Overall Judgment: Accorded has been an excellent partner, offering quality work equivalent to or better than more recognized brands at a competitive price.
Review
So today we’re chatting about Accorded and how it’s used at your company. Before we jump into that, could you give a brief overview of the company and your role there?
We are a digital health platform, offering human-delivered care services to employers through direct employer sales and health plan partnerships, as well as offering app-based preventive services to consumers. I lead our research team, which focuses on researching and validating the health outcomes impact of our products and services. We study real world data from our users and also run randomized controlled trials. We work with Accorded to support customer and partner evaluations, to evaluate efficacy or impact of our product with a partner.

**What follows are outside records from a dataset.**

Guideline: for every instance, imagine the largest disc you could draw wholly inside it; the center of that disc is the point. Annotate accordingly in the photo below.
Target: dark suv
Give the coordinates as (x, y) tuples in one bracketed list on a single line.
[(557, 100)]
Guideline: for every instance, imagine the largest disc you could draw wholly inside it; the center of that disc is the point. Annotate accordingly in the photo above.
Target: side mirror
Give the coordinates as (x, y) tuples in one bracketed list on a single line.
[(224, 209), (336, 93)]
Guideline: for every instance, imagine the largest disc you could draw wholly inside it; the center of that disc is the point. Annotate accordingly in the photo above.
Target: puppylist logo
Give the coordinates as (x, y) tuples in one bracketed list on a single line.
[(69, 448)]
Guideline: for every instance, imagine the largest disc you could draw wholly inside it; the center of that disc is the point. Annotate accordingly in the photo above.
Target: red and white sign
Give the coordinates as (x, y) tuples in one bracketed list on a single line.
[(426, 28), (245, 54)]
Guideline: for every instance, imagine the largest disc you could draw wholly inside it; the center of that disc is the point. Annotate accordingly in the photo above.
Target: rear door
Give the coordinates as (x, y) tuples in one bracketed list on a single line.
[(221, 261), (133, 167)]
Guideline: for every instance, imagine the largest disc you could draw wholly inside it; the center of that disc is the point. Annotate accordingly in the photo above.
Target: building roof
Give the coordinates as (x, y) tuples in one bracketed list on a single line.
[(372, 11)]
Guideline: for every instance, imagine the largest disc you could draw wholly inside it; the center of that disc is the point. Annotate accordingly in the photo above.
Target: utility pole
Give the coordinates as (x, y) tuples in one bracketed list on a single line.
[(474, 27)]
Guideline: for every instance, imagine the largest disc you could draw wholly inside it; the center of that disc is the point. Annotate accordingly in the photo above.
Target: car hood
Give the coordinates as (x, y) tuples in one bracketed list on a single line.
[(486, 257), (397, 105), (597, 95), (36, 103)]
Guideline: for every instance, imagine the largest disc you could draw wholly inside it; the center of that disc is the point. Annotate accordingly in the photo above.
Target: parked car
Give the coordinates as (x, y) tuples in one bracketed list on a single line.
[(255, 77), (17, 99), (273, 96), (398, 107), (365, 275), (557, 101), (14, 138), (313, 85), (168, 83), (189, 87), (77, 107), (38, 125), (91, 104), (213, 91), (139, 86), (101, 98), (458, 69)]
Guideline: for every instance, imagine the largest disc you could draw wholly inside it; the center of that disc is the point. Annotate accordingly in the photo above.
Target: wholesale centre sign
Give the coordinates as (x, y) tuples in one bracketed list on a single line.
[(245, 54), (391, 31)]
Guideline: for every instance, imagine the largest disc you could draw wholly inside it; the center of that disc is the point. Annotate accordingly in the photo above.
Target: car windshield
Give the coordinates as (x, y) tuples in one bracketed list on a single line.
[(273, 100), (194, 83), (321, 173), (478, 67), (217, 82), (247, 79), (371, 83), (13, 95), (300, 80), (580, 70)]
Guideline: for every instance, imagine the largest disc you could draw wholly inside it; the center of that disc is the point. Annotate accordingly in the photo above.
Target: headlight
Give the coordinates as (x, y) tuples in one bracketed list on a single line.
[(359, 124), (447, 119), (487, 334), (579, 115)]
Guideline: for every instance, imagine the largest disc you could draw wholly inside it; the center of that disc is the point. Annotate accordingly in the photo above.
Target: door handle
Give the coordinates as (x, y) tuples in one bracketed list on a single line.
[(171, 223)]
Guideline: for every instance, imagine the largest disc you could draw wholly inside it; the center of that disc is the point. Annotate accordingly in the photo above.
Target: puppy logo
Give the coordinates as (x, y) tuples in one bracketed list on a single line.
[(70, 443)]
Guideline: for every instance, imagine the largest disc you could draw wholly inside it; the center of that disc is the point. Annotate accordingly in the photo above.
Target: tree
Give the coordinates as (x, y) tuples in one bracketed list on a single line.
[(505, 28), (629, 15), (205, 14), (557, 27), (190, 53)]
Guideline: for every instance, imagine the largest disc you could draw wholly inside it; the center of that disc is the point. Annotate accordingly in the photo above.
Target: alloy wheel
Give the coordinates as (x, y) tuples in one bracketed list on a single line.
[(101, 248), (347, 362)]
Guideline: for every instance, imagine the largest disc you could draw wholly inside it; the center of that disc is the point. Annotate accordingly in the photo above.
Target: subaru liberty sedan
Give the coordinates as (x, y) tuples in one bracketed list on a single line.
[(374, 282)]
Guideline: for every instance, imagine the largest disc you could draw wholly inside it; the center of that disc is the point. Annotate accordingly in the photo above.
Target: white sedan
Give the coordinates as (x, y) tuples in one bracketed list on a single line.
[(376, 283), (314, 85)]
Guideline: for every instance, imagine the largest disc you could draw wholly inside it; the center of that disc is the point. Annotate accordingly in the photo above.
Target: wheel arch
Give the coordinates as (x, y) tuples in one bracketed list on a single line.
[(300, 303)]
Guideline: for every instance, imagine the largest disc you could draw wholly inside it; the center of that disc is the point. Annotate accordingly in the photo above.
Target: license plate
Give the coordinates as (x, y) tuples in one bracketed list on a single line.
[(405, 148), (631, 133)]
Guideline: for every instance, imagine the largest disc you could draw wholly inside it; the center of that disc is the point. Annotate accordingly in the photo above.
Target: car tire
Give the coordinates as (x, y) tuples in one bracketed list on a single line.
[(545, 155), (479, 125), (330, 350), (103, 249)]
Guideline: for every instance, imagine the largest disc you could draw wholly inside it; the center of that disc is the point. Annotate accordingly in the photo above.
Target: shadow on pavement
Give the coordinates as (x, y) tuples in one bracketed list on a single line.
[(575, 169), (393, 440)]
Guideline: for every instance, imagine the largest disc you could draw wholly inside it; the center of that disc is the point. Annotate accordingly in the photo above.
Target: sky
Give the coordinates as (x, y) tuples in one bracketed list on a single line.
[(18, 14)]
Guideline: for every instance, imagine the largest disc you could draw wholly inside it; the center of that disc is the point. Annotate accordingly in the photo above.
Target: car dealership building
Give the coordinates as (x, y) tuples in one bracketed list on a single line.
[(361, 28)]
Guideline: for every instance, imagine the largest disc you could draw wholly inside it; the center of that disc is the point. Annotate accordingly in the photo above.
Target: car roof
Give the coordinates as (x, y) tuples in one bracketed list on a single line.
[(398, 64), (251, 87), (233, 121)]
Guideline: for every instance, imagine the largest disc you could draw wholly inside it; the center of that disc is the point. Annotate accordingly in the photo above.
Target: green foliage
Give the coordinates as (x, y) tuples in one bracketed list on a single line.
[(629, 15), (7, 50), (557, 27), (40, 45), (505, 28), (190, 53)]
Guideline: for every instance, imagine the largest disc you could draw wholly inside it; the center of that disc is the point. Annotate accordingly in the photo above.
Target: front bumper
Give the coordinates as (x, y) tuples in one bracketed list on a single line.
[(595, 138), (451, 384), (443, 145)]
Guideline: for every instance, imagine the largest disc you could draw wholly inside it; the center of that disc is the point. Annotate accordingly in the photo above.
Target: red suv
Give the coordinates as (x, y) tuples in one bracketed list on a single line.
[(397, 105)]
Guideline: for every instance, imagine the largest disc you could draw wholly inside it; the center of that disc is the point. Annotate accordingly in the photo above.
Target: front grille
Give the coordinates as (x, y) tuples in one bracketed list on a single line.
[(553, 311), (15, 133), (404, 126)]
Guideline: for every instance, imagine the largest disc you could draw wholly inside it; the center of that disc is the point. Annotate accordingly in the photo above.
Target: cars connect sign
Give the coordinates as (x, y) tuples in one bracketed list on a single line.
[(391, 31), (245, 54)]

What problem were you looking to solve with a vendor like Accorded?
We had a burning need to show ROI (or sometimes VOI, Value on Investment) of our services to employer and health plan customers. We had just started to publish some of our clinical outcomes and real world evidence, and really needed to be able to tell a stronger story around the impact to cost of care. We didn’t have the data we needed at the time, and also didn’t have the expertise to do those evaluations internally, so we needed a partner who could help us get more sophisticated in our analytical and evaluation approaches.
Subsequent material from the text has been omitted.